A state representative and then state senator, Artiles brought to the local GOP a series of bar fights and scandals before a combination of the two ended his political career.

One 2015 incident was typical: Artiles was accused of “sucker-punching” a college student on spring break in Florida.

LJ Govoni, a Florida beer financier who witnessed the incident, declined to comment to TPM about the incident beyond tweets he posted at the time.

The then-representative responded with denials and threatened to sue Govoni at the time.

Artiles’s career progressed to new heights from there. In 2017, he had a brief scandal after his political committee — Veterans for Conservative Principles — hired a Playboy model and a Hooters “calendar girl” as “consultants” to his campaign.

But that imbroglio was overshadowed by an incident that same year in which Artiles used a racial slur during an angry disagreement at a bar while speaking with two Democratic, African-American senators. Artiles resigned in the aftermath of that, and founded a political consulting firm to work as a lobbyist in Tallahassee.

So it was in a May 15, 2020 Facebook message that, according to police, he turned to a longtime acquaintance with a request: “Call me,” Artiles allegedly wrote to Rodriguez. “I have a question for you.”

An arrest warrant details that interaction, and says that Artiles and Rodriguez have known each other for decades.

The warrant describes how Rodriguez was promised a total of $50,000 by Artiles to run as a sham candidate against a Democratic incumbent with the same last name. It also describes how he came to believe that Artiles was trying to get a cut of the cash.

In one episode described by police, Artiles told Rodriguez that he was trying to buy a Range Rover for one of his two daughters. Rodriguez, an auto parts salesman, was worried he wouldn’t get his share, and lied about having found one in Jacksonville worth $10,900.

Artiles took the bait, and paid Rodriguez for the imaginary Range Rover, police say. According to the warrant, Artiles eventually paid Rodriguez $44,708 to run as a sham candidate. That does not include the amount Artiles paid Rodriguez for the nonexistent Range Rover, which police considered to be separate from the alleged illegal campaign contribution scheme.
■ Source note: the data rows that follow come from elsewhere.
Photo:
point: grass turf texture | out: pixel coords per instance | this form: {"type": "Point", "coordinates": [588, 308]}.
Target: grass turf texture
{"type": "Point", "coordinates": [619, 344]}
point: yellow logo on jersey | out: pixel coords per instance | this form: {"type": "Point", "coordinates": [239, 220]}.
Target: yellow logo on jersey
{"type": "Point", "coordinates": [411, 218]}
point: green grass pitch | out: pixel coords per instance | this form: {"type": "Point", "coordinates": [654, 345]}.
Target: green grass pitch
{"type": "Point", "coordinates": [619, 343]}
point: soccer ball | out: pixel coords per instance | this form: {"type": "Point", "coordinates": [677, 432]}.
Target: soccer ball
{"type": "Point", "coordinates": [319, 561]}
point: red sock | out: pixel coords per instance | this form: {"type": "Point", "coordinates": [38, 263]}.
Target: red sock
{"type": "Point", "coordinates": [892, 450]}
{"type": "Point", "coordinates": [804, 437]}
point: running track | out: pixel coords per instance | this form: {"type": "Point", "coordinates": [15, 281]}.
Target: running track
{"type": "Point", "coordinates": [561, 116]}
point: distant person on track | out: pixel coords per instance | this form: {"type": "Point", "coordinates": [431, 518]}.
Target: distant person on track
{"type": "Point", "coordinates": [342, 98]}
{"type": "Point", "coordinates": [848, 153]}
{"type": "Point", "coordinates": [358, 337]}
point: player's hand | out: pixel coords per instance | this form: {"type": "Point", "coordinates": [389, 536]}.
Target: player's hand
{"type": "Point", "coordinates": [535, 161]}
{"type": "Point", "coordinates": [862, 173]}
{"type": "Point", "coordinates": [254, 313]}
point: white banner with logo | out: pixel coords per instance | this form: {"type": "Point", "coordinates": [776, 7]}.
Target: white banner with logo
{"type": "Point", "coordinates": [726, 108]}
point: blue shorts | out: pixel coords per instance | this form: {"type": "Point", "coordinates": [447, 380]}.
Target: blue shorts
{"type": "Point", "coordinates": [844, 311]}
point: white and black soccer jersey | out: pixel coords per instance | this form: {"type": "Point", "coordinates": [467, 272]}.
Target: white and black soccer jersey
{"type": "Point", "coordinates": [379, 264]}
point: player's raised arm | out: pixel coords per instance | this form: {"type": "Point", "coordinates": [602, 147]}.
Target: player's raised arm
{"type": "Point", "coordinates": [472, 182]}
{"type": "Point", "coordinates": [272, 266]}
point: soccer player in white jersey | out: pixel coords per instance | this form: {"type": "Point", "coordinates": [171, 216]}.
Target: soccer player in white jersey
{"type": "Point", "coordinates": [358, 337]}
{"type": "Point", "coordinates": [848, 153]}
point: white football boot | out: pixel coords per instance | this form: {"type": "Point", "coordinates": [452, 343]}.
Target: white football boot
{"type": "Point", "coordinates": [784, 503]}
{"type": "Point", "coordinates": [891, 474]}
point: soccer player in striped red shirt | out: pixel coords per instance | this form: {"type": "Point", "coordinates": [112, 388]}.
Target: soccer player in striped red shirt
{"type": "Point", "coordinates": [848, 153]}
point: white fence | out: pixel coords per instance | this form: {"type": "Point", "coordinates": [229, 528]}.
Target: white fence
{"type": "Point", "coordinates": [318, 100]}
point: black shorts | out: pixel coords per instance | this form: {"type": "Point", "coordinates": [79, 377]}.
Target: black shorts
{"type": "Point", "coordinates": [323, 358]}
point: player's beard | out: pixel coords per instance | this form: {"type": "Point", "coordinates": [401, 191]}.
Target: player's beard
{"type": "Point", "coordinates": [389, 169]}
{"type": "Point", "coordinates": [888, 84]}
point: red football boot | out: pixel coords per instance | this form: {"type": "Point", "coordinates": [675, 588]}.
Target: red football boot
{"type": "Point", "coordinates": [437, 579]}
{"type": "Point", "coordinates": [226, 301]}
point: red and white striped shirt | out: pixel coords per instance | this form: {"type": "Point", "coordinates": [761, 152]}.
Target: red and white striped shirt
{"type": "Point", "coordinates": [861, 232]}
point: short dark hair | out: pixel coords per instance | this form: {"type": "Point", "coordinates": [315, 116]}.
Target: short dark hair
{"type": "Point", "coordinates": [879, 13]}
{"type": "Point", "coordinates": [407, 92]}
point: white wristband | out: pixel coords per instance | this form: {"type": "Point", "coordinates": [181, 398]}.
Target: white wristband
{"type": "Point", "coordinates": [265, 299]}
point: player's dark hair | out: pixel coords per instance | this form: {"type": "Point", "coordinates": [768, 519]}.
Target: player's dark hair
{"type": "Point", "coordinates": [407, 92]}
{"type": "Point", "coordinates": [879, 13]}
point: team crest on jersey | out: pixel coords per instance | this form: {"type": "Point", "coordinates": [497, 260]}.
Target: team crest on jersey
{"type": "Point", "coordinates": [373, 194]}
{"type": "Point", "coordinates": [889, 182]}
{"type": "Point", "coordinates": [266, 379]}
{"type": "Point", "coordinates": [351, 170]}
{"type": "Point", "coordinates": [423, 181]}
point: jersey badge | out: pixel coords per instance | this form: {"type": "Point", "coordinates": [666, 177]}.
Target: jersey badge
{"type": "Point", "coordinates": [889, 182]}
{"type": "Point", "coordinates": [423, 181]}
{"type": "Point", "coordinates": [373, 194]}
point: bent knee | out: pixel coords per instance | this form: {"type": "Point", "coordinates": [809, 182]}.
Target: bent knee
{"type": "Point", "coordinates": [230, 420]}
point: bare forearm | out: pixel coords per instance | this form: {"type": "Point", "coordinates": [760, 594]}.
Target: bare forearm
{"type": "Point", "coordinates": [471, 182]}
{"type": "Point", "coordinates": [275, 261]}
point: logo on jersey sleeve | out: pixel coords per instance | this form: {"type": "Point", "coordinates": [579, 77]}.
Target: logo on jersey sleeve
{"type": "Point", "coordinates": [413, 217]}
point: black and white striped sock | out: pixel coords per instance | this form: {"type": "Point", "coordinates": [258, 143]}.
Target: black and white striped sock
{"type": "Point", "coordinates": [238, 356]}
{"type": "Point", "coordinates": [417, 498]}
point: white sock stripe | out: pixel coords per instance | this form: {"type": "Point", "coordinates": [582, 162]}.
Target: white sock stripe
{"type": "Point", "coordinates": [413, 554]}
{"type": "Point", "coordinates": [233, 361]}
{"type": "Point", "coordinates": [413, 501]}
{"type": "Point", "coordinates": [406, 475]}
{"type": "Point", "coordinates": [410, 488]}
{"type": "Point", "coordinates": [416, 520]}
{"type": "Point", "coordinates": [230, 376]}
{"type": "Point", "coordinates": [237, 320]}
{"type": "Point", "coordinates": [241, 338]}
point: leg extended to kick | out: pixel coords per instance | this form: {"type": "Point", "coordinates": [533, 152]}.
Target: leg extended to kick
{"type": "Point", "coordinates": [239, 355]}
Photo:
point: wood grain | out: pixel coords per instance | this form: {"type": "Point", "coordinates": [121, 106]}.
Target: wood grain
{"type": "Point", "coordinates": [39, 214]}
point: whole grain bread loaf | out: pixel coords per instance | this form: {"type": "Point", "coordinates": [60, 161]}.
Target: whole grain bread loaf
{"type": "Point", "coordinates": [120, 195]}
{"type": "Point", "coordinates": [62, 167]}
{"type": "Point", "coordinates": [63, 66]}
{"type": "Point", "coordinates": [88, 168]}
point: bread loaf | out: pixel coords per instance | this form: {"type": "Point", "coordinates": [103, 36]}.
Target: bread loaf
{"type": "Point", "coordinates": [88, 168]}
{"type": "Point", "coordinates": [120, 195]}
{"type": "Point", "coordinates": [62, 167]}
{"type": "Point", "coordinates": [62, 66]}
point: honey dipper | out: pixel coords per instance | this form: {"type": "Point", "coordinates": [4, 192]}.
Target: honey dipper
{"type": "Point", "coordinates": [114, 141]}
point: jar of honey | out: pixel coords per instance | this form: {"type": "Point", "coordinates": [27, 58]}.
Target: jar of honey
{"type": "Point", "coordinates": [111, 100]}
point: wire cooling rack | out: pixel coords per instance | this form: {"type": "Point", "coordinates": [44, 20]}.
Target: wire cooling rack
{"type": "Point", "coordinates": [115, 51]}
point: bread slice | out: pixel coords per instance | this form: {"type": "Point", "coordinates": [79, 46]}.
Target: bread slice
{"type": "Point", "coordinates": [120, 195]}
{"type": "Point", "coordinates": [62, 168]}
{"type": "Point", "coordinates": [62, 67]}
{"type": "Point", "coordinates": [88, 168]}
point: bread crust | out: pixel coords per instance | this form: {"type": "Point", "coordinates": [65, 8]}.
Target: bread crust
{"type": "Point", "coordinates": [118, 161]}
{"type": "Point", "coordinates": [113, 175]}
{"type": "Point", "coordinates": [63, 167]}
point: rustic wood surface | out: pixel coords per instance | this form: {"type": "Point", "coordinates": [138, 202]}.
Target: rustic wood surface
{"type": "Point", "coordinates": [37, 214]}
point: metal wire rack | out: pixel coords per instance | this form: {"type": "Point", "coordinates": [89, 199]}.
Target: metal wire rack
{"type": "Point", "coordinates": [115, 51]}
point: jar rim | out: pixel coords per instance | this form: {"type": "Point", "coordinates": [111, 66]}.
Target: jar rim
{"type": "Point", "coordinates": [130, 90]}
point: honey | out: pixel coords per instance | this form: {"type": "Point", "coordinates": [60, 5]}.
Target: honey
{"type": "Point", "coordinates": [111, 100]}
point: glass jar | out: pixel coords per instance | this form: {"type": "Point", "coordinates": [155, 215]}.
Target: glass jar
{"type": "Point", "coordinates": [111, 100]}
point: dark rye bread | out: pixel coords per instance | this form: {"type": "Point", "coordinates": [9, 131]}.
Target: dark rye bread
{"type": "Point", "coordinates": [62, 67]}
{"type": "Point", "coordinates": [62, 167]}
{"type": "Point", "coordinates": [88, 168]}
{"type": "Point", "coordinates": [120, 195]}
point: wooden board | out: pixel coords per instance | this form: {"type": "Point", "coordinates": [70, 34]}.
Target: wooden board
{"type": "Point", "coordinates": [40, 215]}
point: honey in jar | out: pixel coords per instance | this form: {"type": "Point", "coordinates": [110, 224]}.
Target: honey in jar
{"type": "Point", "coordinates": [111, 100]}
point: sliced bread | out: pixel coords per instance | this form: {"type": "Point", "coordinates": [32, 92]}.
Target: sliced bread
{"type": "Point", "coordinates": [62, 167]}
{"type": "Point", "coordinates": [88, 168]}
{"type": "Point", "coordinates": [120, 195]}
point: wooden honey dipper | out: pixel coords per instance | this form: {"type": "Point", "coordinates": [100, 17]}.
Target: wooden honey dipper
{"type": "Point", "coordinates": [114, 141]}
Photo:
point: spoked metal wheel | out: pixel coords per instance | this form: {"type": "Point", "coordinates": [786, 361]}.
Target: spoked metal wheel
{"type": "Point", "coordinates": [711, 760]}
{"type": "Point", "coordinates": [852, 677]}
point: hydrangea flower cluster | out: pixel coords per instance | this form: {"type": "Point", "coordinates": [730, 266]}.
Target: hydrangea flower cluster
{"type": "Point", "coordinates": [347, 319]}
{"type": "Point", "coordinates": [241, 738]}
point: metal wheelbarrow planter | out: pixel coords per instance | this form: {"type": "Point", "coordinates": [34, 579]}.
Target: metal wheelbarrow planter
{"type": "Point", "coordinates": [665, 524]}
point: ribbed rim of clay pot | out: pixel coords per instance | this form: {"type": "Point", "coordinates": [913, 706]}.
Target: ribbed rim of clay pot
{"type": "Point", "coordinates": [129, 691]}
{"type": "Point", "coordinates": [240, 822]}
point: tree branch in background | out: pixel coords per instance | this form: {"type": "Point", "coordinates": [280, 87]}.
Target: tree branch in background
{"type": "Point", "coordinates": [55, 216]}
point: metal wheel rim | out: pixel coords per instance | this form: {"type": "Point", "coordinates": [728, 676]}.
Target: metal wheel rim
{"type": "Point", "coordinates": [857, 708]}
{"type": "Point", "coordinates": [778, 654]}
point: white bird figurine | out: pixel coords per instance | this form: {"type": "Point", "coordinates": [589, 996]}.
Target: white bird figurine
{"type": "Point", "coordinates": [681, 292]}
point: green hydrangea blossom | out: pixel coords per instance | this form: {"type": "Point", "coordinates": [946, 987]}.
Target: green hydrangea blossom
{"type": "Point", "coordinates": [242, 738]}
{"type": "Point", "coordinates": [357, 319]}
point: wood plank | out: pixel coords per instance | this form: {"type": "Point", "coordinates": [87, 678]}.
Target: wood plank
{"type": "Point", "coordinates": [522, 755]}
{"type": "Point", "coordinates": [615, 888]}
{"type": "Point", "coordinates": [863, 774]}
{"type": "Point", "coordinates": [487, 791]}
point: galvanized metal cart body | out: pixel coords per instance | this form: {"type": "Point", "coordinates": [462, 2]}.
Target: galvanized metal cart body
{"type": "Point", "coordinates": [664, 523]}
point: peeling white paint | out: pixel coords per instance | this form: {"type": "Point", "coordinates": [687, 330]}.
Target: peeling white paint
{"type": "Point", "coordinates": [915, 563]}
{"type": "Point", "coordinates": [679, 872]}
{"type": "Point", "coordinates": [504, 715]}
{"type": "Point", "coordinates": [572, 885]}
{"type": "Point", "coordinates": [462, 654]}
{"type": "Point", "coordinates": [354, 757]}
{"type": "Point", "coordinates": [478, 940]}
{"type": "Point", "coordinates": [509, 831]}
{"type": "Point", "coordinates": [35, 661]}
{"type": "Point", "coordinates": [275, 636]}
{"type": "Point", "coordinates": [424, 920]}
Rodriguez, the arrest warrant says, was in a “dire” financial situation.

One man who knew Rodriguez told TPM a similar story about him.

Alejandro Blanco, a procurement officer at a Texas company which sells supplies to oil and gas firms in South America called Entech Supply, told TPM that Rodriguez had offered his company an auto parts deal but never went through with it.

Blanco said that Rodriguez had approached him with an offer to sell parts, but disappeared with $10,000 without delivering.

“For us it was a really bad experience, we lost money,” Blanco said.

A review of court records found that Rodriguez had been charged with grand larceny in Miami twice before pleading out.

Where’s the money?

Rodriguez and Artiles teamed up for the election, but everything else about the case remains a mystery.

Rodriguez, the mechanic, managed to garner his 6,000, race-deciding votes in part thanks to a series of mailers sent out by a Florida firm called Advance Impression LLC.

That same company sent fliers out for three other Florida candidates suspected of being shams created to fool voters.

But the funding for the mailing campaign remains shrouded. Two Florida political committees, The Truth and Our Florida, paid Advance Impression for the campaign, state disclosures show.

Those two committees sole donor was a Georgia firm called Proclivity, which contributed $555,000 to the two.

Some who know Artiles speculated that he would not have had the funds to undertake the half-a-million dollar campaign.

“Someone donated that,” Juan-Carlos Planas, a former Florida GOP legislator who once faced a similar sham challenge from a distant cousin of his with the same last name, told TPM. “And if Frank had it cash, the way it was given to him was not legal.”

“I want to know who paid the printer,” Planas added. “They’re one of the only ones who would have an idea.”

A call to Advance Impression, the printing company, went unanswered. As of this writing, nobody has returned the message.